Tract AL

Racisme-xénophobie : contrer le mythe de l’invasion

Version imprimable de cet article Version imprimable


Le verrouillage des frontières, c’est le projet aussi bien des fachos que des libéraux. Pourquoi ? Pour protéger l’Occident du « grand remplacement » selon les premiers. Pour la stabilité économique selon les seconds. Les deux arguments sont complètement faux. Mais le verrouillage des frontières a une conséquence : il contraint des dizaines de milliers de personnes à la clandestinité, au travail au noir, à la prostitution, à la privation de droits.

PREMIÈRE IDÉE REÇUE : l’immigration « coûte » cher. Pas du tout, cela fait des années que des calculs révèlent le contraire... Les immigré·es travaillent, cotisent à la Sécurité sociale, consomment, paient des impôts (rien que la TVA = 45 % des recettes de l’État en 2018).

Ce ne sont pas les migrant·es qui plombent les comptes de la Sécu, c’est le chômage de masse et l’exonération croissante de cotisations patronales. Si en France le taux chômage est à près de 9 % selon le BIT, c’est une conséquence directe de la loi du marché, pas d’autre chose.

Halte aux discours qui stigmatisent les migrant·es pour masquer les vrais profiteurs, les vrais parasites : spéculateurs, politiciens, capitalistes.

DEUXIÈME IDÉE REÇUE : les migrations vont bouleverser l’équilibre démographique. Les chiffres démentent tout cela : environ 130 000 personnes extra-européennes (soit 0,002 % de la population) viennent vivre et travailler chaque année en France, pour moitié provisoirement (chiffres Ined). Le « grand remplacement » est un mythe et un fantasme raciste, fondé sur aucune réalité statistique.

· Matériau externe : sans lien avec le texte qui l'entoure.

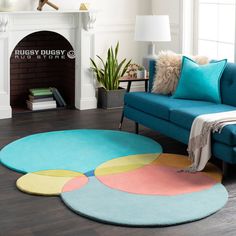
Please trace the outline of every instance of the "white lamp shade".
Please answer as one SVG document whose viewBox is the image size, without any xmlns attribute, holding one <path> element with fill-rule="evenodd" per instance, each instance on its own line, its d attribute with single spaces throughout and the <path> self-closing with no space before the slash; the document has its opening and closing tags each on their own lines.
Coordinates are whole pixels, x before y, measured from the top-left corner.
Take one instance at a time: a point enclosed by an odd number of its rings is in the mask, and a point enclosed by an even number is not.
<svg viewBox="0 0 236 236">
<path fill-rule="evenodd" d="M 167 42 L 171 41 L 170 21 L 167 15 L 137 16 L 135 41 Z"/>
</svg>

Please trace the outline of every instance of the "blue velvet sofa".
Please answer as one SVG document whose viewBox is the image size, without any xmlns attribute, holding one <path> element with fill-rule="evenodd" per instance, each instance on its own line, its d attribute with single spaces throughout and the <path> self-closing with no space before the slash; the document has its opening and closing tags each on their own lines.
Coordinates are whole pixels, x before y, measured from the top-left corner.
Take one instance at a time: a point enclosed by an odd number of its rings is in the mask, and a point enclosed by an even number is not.
<svg viewBox="0 0 236 236">
<path fill-rule="evenodd" d="M 228 63 L 221 78 L 222 104 L 174 99 L 151 93 L 155 61 L 150 62 L 149 92 L 125 95 L 124 117 L 187 144 L 193 120 L 202 114 L 236 109 L 236 64 Z M 236 125 L 212 135 L 212 153 L 225 163 L 236 163 Z"/>
</svg>

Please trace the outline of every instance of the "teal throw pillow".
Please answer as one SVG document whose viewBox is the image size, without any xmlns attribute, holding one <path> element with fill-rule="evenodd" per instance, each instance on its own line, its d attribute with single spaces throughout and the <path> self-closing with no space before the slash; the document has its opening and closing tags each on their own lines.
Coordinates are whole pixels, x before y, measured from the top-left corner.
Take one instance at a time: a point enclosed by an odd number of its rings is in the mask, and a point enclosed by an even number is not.
<svg viewBox="0 0 236 236">
<path fill-rule="evenodd" d="M 179 84 L 172 97 L 221 103 L 220 78 L 226 64 L 227 59 L 198 65 L 184 56 Z"/>
</svg>

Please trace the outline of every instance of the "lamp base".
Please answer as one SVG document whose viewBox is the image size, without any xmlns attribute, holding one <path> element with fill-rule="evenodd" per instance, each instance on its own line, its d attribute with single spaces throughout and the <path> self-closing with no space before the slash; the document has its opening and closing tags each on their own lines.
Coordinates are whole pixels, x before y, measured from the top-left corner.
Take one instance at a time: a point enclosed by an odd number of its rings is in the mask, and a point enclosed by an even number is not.
<svg viewBox="0 0 236 236">
<path fill-rule="evenodd" d="M 143 58 L 143 66 L 144 68 L 149 71 L 149 62 L 151 60 L 157 59 L 157 54 L 155 53 L 155 43 L 152 42 L 148 45 L 148 55 Z"/>
<path fill-rule="evenodd" d="M 145 68 L 145 70 L 149 71 L 149 63 L 152 60 L 157 60 L 158 56 L 156 54 L 153 55 L 147 55 L 143 58 L 143 67 Z"/>
</svg>

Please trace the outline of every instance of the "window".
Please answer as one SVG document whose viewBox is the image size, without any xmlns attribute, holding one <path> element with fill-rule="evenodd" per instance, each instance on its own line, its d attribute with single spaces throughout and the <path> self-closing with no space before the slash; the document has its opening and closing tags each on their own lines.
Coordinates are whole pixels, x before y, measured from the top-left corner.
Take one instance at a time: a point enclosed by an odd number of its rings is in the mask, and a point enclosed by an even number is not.
<svg viewBox="0 0 236 236">
<path fill-rule="evenodd" d="M 235 61 L 236 0 L 198 0 L 195 51 L 212 59 Z"/>
</svg>

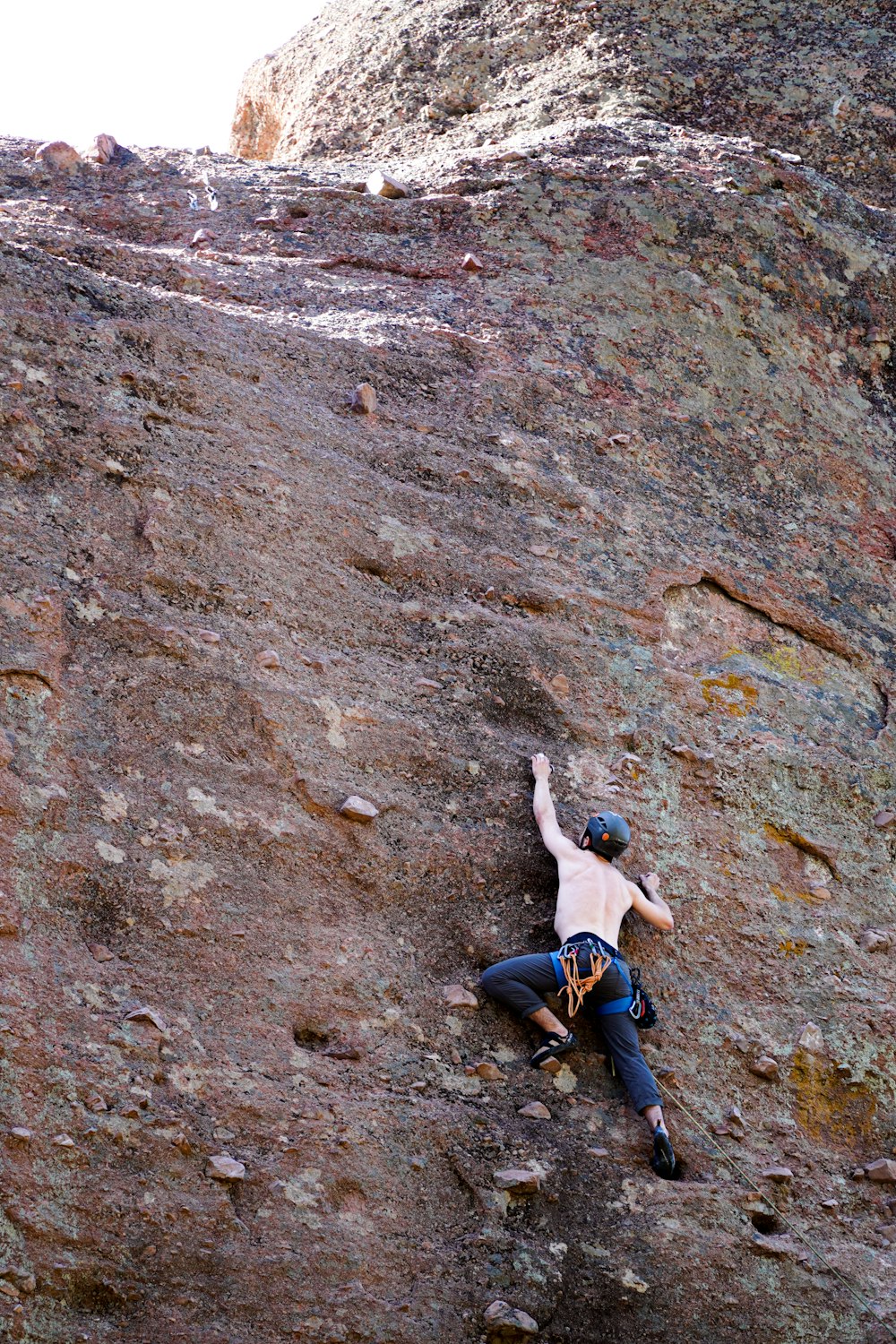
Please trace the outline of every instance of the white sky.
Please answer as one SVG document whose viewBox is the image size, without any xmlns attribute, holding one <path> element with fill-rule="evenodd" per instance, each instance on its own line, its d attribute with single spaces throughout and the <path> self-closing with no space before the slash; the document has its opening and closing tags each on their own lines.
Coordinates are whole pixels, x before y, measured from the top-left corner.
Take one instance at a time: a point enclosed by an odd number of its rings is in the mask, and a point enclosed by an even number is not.
<svg viewBox="0 0 896 1344">
<path fill-rule="evenodd" d="M 38 0 L 0 28 L 0 136 L 226 151 L 249 66 L 324 0 Z M 228 11 L 234 17 L 227 17 Z"/>
</svg>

Rappelons qu’avant 1974, lorsque les frontières étaient ouvertes, aucune invasion n’a eu lieu. Toutes les lois antimigratoires votées depuis 1974, de plus en plus féroces et inhumaines, ont en revanche de tristes conséquences : elles jettent dans la clandestinité des dizaines de milliers de personnes ; elles légitiment les violences policières et le quadrillage des quartiers populaires, avec une mentalité d’armée d’occupation coloniale. La révolte contre l’insécurité policière, dans le quartier Mistral de Grenoble, est encore venue le rappeler.

  • Régularisation de toutes et tous les sans-papiers ;
  • Liberté de circulation et d’instal­lation ;
  • Justice et vérité sur les crimes policiers ;
  • Abolition de la hiérarchie raciste dans la société.

Tract en PDF à télécharger

NETTOYONS LE MOUVEMENT SOCIAL DE L’ANTISÉMITISME

La révolte populaire des gilets jaunes a une base sociale indéniable, mais elle a également charrié son lot d’expressions rétrogrades – nationalistes, anti-migrants, islamophobes, anti-Rroms, antisémites.

Ces derniers mois, le conspirationnisme antisémite, notamment, n’a cessé de propager ses intox sur le « complot sioniste », le « pouvoir de Rothschild », ou de Georges Soros, ou de BHL, ou du Mossad, etc. À chaque fois, le but est de mettre l’ensemble des Juives et Juifs en accusation. Ou de diffuser le soupçon à leur encontre.

Certes la population juive n’est pas, en France, ciblée par le racisme institutionnel ou les persécutions policières. Il n’empêche que cette variété de racisme est aussi abjecte que les autres. C’est un poison pour le mouvement social, et il gagnera tout à s’en purger.